With HALCON 13, a giant leap in performance for shape-based matching, one of HALCON’s core technologies, has been accomplished. For example, speedups of more than 300% can be achieved on machines with AVX2-compatible processors, when searching byte images with a small number of pyramid levels. But not only that, HALCON 13 also offers significant speedups for all related technologies, i.e., shape-based 3D matching, local and perspective deformable matching, and component-based matching.
Texture inspection can be a challenging task because textures often have very different characteristics like scale or brightness. Thus, setting up a texture inspection system is often tricky. HALCON 13 therefore offers an easy-to-use texture inspection, which is configured by simply passing some training images. The algorithm automatically adjusts the necessary parameters based on training images that show flawless texture. The trained texture inspection model can then be used to detect potential texture defects.

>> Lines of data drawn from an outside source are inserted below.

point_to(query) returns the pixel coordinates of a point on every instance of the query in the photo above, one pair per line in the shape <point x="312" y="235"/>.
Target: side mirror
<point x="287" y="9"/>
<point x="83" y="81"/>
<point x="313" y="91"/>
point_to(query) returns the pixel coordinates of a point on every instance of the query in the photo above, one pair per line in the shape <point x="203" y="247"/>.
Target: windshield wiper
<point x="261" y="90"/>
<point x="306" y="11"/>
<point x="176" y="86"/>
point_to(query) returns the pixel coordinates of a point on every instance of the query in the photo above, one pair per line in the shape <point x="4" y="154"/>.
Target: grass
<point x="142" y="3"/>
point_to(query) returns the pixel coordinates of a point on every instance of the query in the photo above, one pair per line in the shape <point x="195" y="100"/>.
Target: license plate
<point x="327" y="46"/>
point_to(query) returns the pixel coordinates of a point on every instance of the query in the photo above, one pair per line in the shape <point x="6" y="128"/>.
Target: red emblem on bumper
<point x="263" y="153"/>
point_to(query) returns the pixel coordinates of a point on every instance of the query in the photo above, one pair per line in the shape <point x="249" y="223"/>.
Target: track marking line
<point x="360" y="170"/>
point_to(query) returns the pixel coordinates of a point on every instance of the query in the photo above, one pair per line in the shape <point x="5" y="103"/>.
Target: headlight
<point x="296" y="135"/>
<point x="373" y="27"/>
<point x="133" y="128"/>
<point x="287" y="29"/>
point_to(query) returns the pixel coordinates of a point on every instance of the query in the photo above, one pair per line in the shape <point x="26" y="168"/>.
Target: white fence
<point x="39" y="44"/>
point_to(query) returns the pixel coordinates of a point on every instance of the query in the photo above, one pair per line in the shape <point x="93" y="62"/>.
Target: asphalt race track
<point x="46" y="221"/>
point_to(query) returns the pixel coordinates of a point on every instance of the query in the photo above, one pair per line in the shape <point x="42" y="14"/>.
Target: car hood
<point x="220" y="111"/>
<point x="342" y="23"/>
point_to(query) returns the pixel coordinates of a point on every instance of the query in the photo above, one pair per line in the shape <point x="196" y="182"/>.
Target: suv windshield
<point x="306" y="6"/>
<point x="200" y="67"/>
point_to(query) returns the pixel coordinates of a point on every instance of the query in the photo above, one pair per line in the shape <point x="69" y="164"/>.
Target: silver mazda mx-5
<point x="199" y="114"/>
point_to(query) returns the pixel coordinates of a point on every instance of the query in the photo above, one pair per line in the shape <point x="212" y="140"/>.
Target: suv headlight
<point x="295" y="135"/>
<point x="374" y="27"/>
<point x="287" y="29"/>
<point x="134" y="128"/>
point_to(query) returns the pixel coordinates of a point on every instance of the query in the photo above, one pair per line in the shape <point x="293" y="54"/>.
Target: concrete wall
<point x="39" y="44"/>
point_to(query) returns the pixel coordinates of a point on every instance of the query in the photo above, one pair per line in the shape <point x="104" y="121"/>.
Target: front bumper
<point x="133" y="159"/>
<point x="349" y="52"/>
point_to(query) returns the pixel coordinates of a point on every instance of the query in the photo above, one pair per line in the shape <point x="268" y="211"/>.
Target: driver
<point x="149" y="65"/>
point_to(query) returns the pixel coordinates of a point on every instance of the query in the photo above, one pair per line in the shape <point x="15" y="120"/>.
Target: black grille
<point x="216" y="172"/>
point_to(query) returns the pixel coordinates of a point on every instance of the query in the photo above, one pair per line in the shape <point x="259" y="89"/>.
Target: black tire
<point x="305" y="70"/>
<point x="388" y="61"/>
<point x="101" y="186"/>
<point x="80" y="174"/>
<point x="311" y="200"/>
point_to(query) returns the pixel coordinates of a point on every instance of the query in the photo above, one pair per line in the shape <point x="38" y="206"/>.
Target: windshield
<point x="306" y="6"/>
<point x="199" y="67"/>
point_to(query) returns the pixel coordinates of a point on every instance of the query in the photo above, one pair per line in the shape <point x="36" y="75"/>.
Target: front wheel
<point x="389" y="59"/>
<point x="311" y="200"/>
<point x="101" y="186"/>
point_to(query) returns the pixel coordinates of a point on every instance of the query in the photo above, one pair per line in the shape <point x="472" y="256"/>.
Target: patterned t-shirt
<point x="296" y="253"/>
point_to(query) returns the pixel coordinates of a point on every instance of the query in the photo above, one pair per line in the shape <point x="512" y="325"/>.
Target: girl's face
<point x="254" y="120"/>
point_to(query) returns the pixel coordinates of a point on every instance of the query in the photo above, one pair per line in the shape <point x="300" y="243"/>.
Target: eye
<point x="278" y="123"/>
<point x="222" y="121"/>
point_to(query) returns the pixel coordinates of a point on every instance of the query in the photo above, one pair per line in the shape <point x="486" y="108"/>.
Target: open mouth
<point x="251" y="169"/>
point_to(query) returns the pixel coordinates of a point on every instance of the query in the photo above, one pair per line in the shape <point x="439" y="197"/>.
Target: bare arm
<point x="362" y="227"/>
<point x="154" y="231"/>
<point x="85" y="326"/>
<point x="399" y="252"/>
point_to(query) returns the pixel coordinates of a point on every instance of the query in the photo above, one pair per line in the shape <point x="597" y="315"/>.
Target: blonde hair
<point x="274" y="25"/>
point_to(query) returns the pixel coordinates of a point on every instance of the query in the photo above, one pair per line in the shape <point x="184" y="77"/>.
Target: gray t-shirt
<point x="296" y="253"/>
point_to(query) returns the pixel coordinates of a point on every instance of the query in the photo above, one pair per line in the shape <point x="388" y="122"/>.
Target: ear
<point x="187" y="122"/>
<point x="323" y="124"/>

3D Matching and 3D Reconstruction
In HALCON 13, surface-based 3D matching has been improved to be more robust when dealing with flat surfaces. This improvement particularly supports applications like picking of boxes. HALCON 13 also offers a new method to reconstruct 3D objects from multiple cameras with high quality. This new method uses the information of all camera views at once leading to more robust results than provided by common stereo reconstruction methods.
Major improvements in identification technologies
With HALCON 13, MVTec offers deep-learning-based OCR for the first time: HALCON now contains a new OCR classifier based on deep learning technology, which can be used via a number of pretrained fonts. With these, it is possible to achieve higher reading rates than with all previous classification methods. Further, the automatic text reader in HALCON 13 is faster and now also supports reading of dot print characters.
HALCON 13 also reads bar codes even if large parts of the code are either defective or not visible at all. Additionally, the QR code reader has been improved and is now much more robust against common challenges like blur or distortion.
Debugging of HDevEngine applications
With HALCON 13, HDevEngine applications can now be debugged directly within HDevelop. HDevEngine allows developers to execute HDevelop code within their C# or C++ application. By attaching HDevelop to this application, the machine vision part can now be debugged using HDevelop. This debugging enables the developer to inspect call stack and variable values while executing procedures step by step, making error tracking a lot easier.
You can even connect HDevelop to an HDevEngine application running on a different computer for remote debugging. For example, debugging a machine on the factory floor can be done directly from the office with this connection. This functionality is also extremely useful for debugging HALCON Embedded devices such as smart cameras.